Amateurs d’épopées venues d’un autre monde ou d’un autre temps, là où les robots gambadent et guerroient dans des prairies synthétiques ouvertes aux quatre vents, cet album devrait vous offrir une dose non négligeable de futurisme et de beatworking croustillant (Sevastopol’s Nexus). Même si on pourra le trouver interminable et relativement échevelé sur le plan strictement narratif, il peut se targuer d’être associé à une production limpide, à une qualité technique impressionnante et à une modernité de travail que bien des sound designers pourraient leur envier. Les plus aguerris à ce genre de son constateront l’omniprésence du software, les même critiqueront peut-être aussi le côté chatoyant de certaines sonorités et textures résolument plastiques (Bizoid Stroke). Toujours est-il que les deux compères ne se sont pas contentés d’utiliser des éléments rythmiques déjà poncés par toute la scène, et qu’ils ont su parfaire aussi bien les titres les plus beatés et hachurés (Mantikythera Echanism, Jefre Treminth, Sprain Detaxx, Row Glodation) que les plus contemplatifs, luxuriants, mélodiques et plus ambient (Keplerian Orbit, Conazol Ketamind, Hannabinoid Cyperemesis).
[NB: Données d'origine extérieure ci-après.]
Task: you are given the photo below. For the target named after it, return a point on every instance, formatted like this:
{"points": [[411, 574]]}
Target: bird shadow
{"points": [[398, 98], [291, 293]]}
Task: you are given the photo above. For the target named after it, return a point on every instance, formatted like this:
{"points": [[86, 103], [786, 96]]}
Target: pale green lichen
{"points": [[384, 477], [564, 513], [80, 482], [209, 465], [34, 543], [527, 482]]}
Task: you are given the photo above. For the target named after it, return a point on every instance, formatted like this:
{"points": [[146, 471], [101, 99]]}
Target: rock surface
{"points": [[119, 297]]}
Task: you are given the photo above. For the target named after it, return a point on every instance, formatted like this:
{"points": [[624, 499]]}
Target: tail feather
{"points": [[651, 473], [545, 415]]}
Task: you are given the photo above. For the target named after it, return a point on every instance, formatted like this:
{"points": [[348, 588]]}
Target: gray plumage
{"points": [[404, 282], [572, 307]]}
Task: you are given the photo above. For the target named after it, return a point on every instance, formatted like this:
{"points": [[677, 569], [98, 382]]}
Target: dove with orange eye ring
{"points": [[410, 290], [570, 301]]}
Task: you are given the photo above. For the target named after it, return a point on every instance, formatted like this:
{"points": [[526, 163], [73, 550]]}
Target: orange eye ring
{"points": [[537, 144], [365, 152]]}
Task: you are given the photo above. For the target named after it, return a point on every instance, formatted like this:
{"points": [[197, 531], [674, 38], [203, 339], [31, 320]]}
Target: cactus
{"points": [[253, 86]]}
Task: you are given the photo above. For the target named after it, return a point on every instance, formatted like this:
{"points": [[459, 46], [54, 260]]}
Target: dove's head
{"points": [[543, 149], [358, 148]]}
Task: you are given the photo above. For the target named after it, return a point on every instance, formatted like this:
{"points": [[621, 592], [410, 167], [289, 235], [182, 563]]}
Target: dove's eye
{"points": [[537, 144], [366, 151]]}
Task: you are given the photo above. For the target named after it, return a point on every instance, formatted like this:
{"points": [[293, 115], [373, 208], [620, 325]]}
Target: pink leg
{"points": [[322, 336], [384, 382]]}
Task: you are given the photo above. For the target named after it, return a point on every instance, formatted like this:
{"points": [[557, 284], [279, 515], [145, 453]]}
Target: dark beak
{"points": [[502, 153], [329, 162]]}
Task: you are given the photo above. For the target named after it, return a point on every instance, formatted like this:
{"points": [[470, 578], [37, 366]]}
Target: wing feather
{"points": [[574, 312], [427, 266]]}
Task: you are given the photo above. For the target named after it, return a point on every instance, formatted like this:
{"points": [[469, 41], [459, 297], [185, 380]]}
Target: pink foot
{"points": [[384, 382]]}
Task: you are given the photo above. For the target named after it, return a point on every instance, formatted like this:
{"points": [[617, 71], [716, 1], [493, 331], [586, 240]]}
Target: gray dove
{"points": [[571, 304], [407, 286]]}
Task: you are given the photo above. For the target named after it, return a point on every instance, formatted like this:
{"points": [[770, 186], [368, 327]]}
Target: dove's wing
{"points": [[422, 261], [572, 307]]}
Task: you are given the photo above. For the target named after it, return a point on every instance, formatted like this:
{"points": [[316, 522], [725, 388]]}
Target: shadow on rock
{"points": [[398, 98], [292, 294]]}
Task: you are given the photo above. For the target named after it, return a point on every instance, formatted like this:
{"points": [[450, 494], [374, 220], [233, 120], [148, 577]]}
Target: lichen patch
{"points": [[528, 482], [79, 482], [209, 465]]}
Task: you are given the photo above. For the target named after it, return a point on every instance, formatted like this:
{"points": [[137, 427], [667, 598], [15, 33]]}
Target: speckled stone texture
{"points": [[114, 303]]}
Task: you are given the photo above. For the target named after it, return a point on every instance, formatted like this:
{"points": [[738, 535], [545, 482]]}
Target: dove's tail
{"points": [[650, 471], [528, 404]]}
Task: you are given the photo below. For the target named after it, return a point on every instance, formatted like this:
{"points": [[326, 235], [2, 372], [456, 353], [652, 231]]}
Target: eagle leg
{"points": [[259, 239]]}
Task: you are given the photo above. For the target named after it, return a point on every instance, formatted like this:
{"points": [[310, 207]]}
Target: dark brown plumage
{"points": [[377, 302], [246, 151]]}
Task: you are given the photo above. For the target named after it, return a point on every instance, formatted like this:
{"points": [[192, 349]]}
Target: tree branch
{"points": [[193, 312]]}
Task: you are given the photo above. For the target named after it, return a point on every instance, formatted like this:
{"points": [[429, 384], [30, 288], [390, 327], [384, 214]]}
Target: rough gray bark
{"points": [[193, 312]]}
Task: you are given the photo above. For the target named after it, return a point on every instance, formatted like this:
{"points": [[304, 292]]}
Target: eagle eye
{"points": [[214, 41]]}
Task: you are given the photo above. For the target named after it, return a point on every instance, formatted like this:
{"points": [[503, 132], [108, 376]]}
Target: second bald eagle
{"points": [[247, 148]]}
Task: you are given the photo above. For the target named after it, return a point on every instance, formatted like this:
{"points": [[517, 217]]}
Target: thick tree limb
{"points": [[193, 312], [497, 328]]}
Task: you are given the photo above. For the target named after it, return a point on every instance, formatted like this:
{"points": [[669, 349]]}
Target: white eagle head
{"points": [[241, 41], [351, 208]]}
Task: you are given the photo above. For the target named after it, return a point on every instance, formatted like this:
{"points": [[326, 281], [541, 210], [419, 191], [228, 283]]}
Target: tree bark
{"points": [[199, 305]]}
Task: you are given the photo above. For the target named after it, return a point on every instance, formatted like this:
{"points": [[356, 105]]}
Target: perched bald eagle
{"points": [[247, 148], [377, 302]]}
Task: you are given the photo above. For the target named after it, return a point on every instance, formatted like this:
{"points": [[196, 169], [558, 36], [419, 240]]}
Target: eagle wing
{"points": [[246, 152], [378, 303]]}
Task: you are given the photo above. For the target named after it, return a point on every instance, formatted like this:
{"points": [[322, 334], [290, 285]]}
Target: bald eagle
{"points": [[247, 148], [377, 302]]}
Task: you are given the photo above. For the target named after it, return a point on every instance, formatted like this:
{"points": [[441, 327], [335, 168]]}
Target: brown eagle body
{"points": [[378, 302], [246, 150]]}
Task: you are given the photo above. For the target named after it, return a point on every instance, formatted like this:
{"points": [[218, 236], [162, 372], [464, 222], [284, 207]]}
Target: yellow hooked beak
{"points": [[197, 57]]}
Au risque de perdre l’auditeur rigoriste et/ou coutumier de certaines productions répétitives du genre, le duo a conçu tous ses titres comme des pièces en mouvement perpétuel, sans socle ou thématique de base pour pouvoir se reposer sur un certain confort de composition. Et même si ça ne poussera pas certains morceaux plus faiblards au rang de la transcendence, ce parti pris ô combien risqué mérite définitivement d’être salué.
N’ayons donc pas peur des mots, The Faex Has Decimated est une excellente surprise, qui plus est particulièrement inespérée. Elle permet de se rappeler aussi du graphiste lyonnais (encore meilleur photographe) shift, qui signe ici l’artwork et dont nous parlions à une époque pas si lointaine mais malheureusement révolue. Tympanik n’est pas (encore) mort. Pourvu que ça dure encore un peu.
PS : Si toi aussi tu trouves que Keplerian Orbit est comparable à une version courte et composée en 2078 du Again d’Archive, bah je te fais des bisous, et même des coeurs avec les doigts.